CPLR 7511(e) provides that "upon the denial of a motion to vacate or modify [an award], [the court] shall confirm the award." Thus, the court confirms the award challenged here, granting the cross-petition.
Contrary to the petitioner's contention, the respondent is entitled to reasonable attorneys' fees incurred in connection with this proceeding. See 11 NYCRR 65-4.10(j)(4); GEICO Ins. Co. v AAAMG Leasing Corp., 148 A.D.3d 703 (2nd Dept. 2017); Unitrin Advantage Ins. Co. Kemper A. Unitrin Bus, v Pro. Health Radiology, 143 A.D.3d 536, 537 (1st Dept. 2016). Counsel for respondent Bell Blvd.
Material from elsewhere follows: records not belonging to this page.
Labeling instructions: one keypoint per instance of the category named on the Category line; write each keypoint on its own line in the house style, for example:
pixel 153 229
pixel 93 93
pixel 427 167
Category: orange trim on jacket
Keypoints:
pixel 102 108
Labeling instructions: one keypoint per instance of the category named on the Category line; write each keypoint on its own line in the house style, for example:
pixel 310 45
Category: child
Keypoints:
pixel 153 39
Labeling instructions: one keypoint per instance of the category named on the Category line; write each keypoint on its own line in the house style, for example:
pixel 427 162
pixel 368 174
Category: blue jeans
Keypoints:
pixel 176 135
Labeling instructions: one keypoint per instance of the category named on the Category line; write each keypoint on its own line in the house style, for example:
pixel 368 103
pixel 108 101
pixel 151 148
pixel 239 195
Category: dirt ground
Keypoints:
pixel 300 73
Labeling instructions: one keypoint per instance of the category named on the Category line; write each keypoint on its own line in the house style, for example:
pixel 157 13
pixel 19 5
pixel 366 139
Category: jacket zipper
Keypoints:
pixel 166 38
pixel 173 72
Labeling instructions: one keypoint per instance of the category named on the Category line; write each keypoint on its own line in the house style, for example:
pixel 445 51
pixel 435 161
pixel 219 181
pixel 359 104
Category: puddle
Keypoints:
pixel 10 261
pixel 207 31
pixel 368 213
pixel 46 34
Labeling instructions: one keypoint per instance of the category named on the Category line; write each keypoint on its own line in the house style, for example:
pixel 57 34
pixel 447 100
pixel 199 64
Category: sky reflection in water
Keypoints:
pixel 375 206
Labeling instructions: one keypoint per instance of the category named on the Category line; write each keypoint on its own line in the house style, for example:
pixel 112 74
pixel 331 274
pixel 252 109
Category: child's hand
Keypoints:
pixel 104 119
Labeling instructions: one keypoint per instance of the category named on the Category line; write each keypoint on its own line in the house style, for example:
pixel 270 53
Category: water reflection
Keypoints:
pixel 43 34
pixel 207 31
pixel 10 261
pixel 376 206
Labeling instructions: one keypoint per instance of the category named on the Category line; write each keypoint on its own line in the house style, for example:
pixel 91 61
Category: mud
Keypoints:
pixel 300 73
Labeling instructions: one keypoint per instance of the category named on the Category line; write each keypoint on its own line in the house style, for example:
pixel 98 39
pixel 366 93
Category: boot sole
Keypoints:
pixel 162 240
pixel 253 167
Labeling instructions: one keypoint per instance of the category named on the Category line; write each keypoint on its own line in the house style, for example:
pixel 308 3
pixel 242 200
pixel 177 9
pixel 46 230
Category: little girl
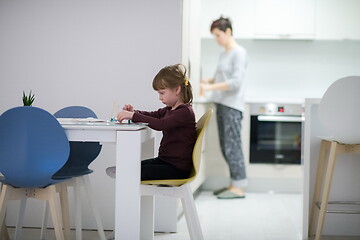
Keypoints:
pixel 176 121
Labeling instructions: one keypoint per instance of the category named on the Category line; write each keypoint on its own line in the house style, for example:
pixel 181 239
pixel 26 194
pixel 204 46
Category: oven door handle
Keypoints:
pixel 280 118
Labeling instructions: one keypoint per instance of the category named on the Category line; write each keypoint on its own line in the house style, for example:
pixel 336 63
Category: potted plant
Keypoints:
pixel 28 100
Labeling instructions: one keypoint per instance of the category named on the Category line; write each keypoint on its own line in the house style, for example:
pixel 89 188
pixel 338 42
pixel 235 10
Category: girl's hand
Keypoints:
pixel 128 107
pixel 207 80
pixel 124 115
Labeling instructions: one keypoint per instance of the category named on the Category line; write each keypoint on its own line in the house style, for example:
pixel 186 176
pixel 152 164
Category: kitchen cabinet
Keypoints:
pixel 284 19
pixel 338 19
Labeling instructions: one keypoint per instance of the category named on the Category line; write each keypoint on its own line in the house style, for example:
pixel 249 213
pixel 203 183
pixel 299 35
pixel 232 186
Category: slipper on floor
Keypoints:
pixel 217 192
pixel 227 194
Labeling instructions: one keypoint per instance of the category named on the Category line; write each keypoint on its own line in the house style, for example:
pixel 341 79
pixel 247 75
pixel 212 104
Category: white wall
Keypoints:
pixel 91 53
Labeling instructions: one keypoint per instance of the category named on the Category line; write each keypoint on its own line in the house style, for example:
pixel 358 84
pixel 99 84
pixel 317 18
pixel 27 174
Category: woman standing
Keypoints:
pixel 227 92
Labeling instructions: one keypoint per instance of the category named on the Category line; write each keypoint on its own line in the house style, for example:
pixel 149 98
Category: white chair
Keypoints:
pixel 339 112
pixel 178 188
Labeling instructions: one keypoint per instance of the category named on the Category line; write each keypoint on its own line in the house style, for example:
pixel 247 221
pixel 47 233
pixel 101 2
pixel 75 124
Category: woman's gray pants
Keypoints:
pixel 229 128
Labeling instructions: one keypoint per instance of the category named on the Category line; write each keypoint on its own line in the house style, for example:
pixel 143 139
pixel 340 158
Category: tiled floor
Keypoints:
pixel 259 216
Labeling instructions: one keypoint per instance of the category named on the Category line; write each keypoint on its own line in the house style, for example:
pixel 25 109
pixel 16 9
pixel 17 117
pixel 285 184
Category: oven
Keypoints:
pixel 275 133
Dental shall file with the court a supplemental affirmation and proposed accounting of attorneys' fees and expenses incurred in this proceeding within 30 days from the date of this order, or that relief is waived.
V. CONCLUSION
Accordingly, upon the foregoing papers, it is
ORDERED and ADJUDGED that the petition is denied, the cross-petition is granted and the master arbitration award made by the American Arbitration Association, dated November 29, 2022, in the arbitration proceeding entitled In the Matter of the Arbitration Between Bell Blvd Dental P.C./Cho and Country-Wide Insurance Company, AAA Assessment No. 99-21-1206-0248, is confirmed, and it is further
ORDERED that counsel for respondent Bell Blvd. Dental P.C a/a/o Steve Cho shall file with the court a proposed accounting of reasonable attorneys' fees and expenses incurred in this proceeding within 30 days from the date of this order, and shall notify the Part 42 Clerk of such filing, and it is further
ORDERED that the Clerk shall enter judgment accordingly. This constitutes the Decision, Order and Judgment of the court.